But could this be more than a normal, cyclical recovery, and the start of a ‘supercycle’, a prolonged period of rising prices? Supercycles are rare; there have been four in the last hundred years. The last one started in the late 1990s driven by demand from China and other emerging economies and by a quickening pace of globalisation. By the eve of the financial crisis, in 2008, commodity prices had quadrupled. That supercycle collapsed with the financial crisis and commodity prices languish at a fraction of their 2008 peak.
Some of the factors driving prices today seem to be here to stay. Reducing carbon emissions will require the use of vast amounts of metals. Electric vehicles require rare-earth metals, such as lithium, but also traditional ones such as aluminium. Silver is widely used in photovoltaic installations while electrification could drive copper demand for years to come. The International Energy Agency (IEA) estimates that a rapid energy transition could require a 40-fold increase in the consumption of lithium for electric cars and renewables, while the use of graphite, cobalt, and nickel for these purposes could rise 25-fold. In their efforts to secure the recovery, governments are also spending freely on traditional infrastructure in a way that will create extra demand for commodities. Meanwhile supercycle enthusiasts argue that the low prices of recent years have held back investment in new commodity capacity, especially in oil and metals, adding to the upward pressure on prices
But there are also reasons for doubt about the supercycle theory. China’s trend growth rate has fallen sharply from the double-digit rates that marked the last supercycle. Then China was building up its heavy industries and infrastructure to cope with a growing population and soaring demand. Today its population is shrinking, and the authorities are seeking to rein in unproductive investment. And while it is true that supply for most commodities is fairly fixed in the short term, this is not true in the medium term. US shale drillers can raise output as prices rise. OPEC is gradually increasing supply. Agricultural production can step up output between seasons.

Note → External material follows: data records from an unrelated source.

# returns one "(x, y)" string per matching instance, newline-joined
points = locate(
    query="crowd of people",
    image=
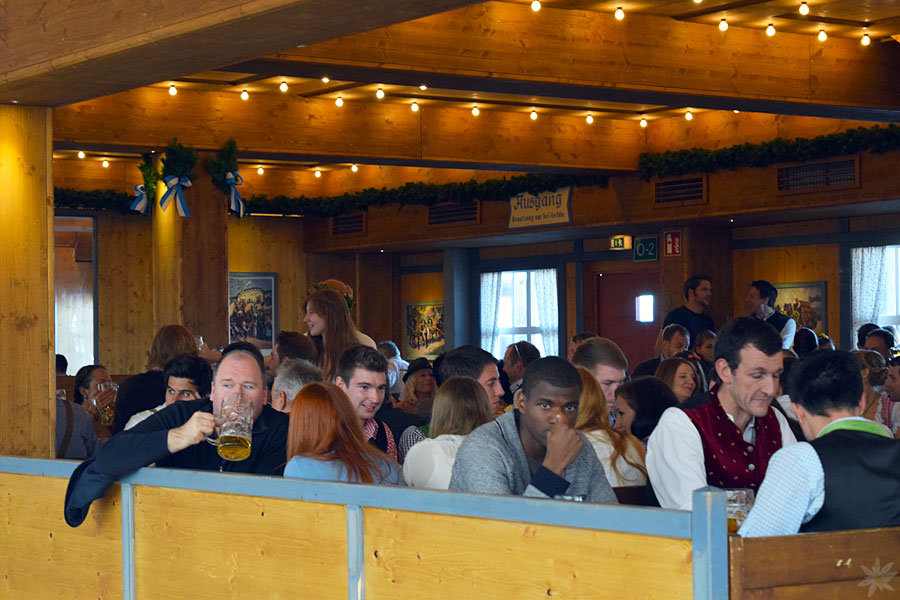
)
(810, 430)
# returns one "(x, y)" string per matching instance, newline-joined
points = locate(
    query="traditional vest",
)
(862, 477)
(732, 462)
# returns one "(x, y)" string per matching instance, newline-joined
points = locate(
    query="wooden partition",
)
(164, 533)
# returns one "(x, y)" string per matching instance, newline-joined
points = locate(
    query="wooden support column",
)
(190, 261)
(27, 406)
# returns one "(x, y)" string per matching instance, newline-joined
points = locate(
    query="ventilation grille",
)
(352, 224)
(453, 212)
(680, 191)
(817, 176)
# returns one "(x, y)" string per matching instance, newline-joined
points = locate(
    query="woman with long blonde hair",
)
(326, 441)
(620, 453)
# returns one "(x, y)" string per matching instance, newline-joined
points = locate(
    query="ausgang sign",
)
(546, 208)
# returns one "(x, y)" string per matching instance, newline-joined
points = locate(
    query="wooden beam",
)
(59, 52)
(500, 46)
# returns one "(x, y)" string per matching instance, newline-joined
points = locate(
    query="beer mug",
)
(234, 426)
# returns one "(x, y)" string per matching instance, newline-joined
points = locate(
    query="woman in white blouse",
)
(620, 453)
(460, 406)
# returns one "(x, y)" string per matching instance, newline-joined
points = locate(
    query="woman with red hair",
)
(326, 441)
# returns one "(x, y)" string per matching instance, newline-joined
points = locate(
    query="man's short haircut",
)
(389, 349)
(242, 348)
(670, 331)
(742, 332)
(554, 370)
(465, 361)
(292, 344)
(885, 335)
(360, 357)
(826, 381)
(863, 332)
(190, 367)
(766, 290)
(600, 351)
(693, 283)
(524, 352)
(703, 337)
(294, 373)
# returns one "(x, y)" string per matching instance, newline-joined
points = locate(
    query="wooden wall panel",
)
(125, 291)
(791, 264)
(262, 547)
(42, 557)
(27, 409)
(269, 244)
(441, 556)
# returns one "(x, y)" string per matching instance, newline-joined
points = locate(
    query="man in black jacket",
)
(176, 436)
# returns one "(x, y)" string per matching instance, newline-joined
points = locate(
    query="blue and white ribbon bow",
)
(175, 184)
(140, 203)
(235, 202)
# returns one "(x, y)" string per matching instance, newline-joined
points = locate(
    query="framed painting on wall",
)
(253, 308)
(424, 332)
(806, 302)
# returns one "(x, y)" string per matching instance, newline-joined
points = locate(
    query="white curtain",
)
(868, 287)
(490, 309)
(548, 308)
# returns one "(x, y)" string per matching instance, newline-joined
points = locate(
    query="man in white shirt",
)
(726, 438)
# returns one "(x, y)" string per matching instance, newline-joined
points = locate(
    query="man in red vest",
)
(725, 438)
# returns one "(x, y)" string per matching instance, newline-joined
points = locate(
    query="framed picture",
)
(253, 308)
(806, 302)
(424, 333)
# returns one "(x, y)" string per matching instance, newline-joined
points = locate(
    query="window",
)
(520, 305)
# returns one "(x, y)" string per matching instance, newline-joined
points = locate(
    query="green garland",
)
(423, 194)
(697, 160)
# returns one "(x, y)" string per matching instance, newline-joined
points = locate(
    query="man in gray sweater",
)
(534, 450)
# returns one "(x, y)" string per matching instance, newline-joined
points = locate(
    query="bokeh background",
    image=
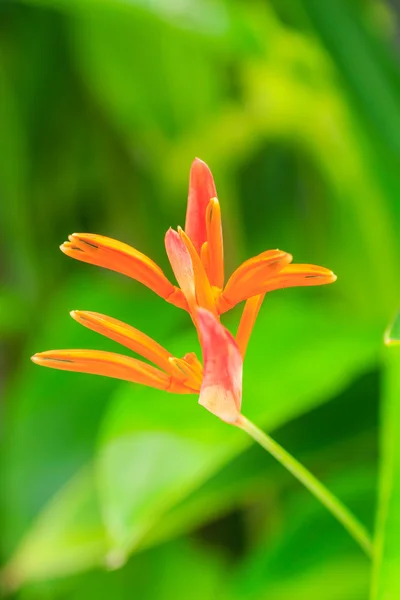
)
(110, 490)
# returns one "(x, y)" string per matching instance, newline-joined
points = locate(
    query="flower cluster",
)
(197, 259)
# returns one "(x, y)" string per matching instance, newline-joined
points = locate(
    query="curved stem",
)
(333, 504)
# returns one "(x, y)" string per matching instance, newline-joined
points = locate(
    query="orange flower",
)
(197, 260)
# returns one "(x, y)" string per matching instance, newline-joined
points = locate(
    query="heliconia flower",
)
(196, 256)
(177, 375)
(221, 389)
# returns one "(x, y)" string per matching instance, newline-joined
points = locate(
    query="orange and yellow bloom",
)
(197, 259)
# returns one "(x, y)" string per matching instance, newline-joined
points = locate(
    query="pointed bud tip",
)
(36, 358)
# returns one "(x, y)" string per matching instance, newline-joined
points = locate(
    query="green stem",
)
(339, 510)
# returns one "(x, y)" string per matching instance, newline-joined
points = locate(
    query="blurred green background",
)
(110, 490)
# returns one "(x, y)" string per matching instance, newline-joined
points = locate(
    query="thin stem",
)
(335, 506)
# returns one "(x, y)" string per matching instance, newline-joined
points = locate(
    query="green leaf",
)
(52, 417)
(386, 579)
(157, 448)
(309, 557)
(68, 537)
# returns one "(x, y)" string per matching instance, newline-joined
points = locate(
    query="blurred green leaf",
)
(386, 579)
(67, 538)
(158, 450)
(65, 408)
(311, 559)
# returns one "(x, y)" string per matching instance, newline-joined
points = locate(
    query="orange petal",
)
(182, 266)
(300, 275)
(250, 278)
(215, 246)
(204, 294)
(201, 190)
(249, 316)
(108, 364)
(117, 256)
(191, 375)
(221, 390)
(128, 336)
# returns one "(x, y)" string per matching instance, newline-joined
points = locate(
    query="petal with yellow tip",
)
(204, 293)
(127, 336)
(182, 266)
(98, 362)
(215, 245)
(201, 190)
(117, 256)
(251, 277)
(221, 389)
(300, 275)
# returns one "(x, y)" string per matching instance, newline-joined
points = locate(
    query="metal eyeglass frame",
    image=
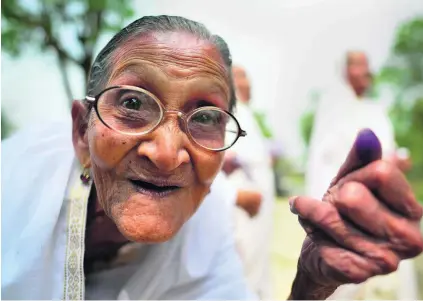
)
(93, 101)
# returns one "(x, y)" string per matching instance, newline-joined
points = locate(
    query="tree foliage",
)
(7, 126)
(70, 28)
(403, 73)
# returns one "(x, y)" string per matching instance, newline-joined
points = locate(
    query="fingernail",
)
(368, 146)
(291, 202)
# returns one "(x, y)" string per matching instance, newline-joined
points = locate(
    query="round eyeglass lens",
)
(129, 111)
(213, 128)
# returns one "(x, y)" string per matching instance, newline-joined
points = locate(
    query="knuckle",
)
(382, 171)
(386, 261)
(351, 195)
(416, 246)
(328, 217)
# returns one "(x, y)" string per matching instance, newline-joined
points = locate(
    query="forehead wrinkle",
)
(163, 55)
(170, 68)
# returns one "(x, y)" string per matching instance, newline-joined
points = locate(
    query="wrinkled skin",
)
(184, 72)
(367, 223)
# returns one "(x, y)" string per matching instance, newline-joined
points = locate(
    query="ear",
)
(79, 133)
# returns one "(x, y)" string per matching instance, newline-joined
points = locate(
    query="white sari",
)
(44, 207)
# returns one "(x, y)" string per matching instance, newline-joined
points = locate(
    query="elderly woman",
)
(121, 214)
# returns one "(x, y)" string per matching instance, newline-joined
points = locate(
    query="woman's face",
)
(150, 185)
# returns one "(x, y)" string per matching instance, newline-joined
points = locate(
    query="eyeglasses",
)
(134, 111)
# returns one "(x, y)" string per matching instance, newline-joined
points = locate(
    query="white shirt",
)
(41, 216)
(339, 118)
(253, 235)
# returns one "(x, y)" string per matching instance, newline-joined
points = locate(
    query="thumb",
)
(366, 149)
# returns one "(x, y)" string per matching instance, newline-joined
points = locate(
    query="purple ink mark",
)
(368, 146)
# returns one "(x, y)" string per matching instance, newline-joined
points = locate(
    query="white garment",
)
(43, 228)
(339, 118)
(253, 235)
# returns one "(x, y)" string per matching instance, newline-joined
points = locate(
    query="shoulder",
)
(210, 262)
(35, 168)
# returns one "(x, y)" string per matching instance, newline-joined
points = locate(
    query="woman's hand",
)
(368, 221)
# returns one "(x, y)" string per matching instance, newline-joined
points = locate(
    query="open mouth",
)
(153, 189)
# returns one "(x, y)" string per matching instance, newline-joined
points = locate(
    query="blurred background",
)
(291, 49)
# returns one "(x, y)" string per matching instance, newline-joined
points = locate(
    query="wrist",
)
(304, 288)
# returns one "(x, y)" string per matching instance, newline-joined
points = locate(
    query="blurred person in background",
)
(253, 176)
(340, 115)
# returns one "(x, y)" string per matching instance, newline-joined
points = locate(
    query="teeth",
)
(150, 186)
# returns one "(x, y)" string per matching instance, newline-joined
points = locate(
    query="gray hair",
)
(101, 69)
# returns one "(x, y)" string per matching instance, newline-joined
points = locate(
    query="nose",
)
(166, 147)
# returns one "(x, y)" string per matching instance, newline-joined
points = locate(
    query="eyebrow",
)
(142, 77)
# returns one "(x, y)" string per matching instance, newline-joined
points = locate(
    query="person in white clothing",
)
(340, 115)
(254, 175)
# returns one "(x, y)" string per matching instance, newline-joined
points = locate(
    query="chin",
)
(147, 231)
(148, 224)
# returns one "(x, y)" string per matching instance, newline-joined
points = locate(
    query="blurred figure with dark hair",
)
(249, 169)
(340, 115)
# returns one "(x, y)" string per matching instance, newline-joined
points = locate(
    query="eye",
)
(132, 103)
(207, 117)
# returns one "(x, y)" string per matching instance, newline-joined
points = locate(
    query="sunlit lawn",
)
(286, 245)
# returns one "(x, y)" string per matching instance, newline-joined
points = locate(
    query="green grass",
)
(286, 246)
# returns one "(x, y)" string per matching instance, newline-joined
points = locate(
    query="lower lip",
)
(155, 193)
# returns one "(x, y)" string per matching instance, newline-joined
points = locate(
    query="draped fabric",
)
(44, 208)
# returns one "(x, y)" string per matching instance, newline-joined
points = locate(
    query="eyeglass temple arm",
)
(89, 99)
(242, 133)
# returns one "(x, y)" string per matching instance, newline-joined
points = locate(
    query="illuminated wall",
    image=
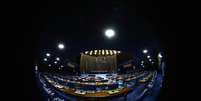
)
(90, 64)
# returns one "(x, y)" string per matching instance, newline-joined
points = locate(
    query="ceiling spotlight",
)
(145, 51)
(57, 58)
(150, 60)
(160, 55)
(48, 54)
(61, 46)
(45, 59)
(109, 33)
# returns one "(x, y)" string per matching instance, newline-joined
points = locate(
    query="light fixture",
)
(61, 46)
(160, 55)
(57, 58)
(45, 59)
(145, 51)
(48, 54)
(109, 33)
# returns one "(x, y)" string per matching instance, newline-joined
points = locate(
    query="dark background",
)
(80, 25)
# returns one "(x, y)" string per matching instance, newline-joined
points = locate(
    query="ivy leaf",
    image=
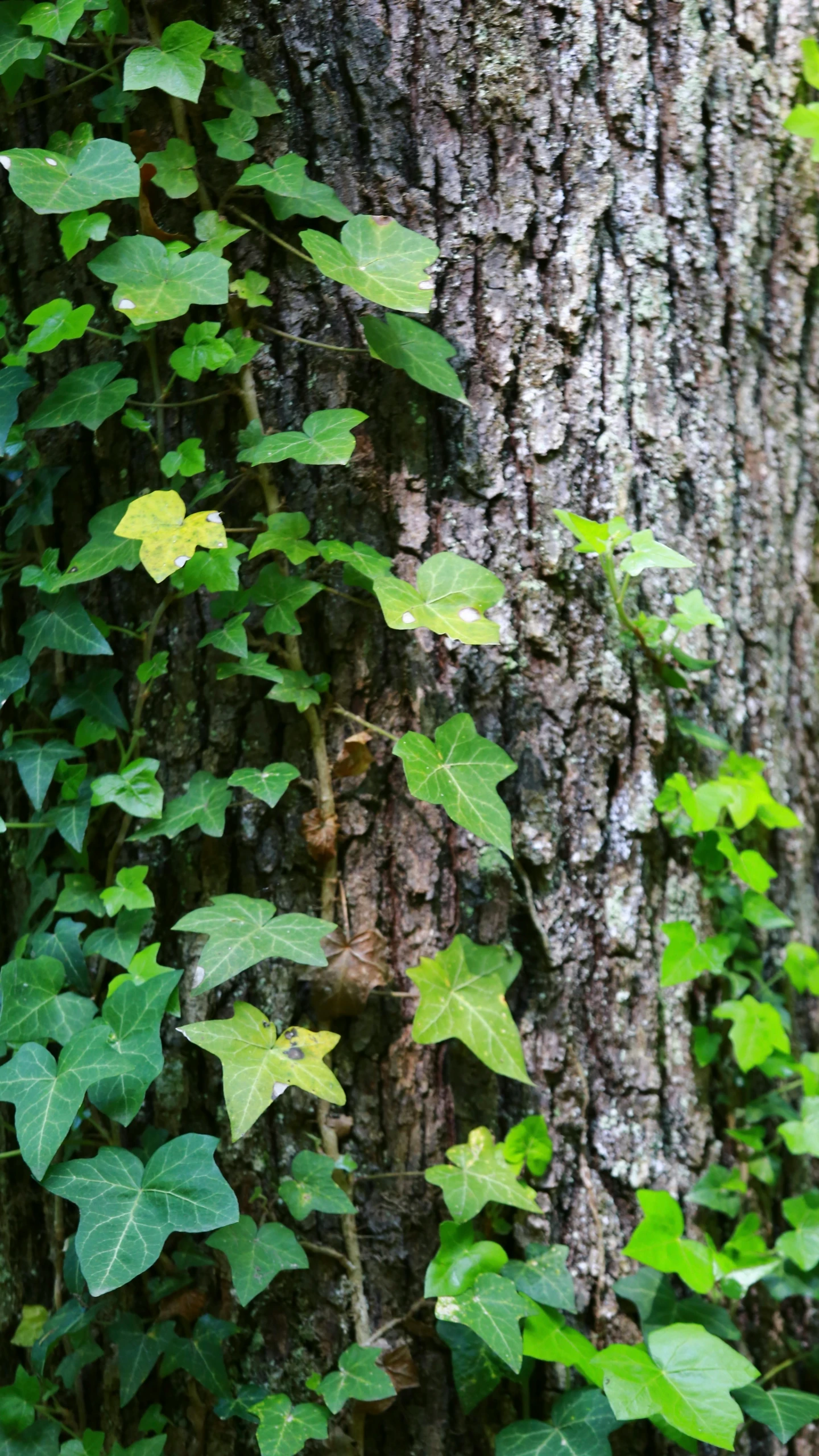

Today’s commodity upswing starts from a low base. Having hit a 40-year low last April prices have doubled but they are still less than a quarter of the peak reached 13 years ago. In real terms prices are way below levels seen between the late 1980s and 2008. After this year’s heady increases futures markets are pricing a 4% decline in industrial metals prices next year.
Sustained gains in commodity prices seem most likely in areas related to the energy transition. Yet the case for a broad commodity supercycle is not overwhelming. Many supply problems seem likely to be overcome. China is at a very different stage of its development today than it was 20 years ago. For now at least this commodity cycle looks more ‘normal’ than ‘super’.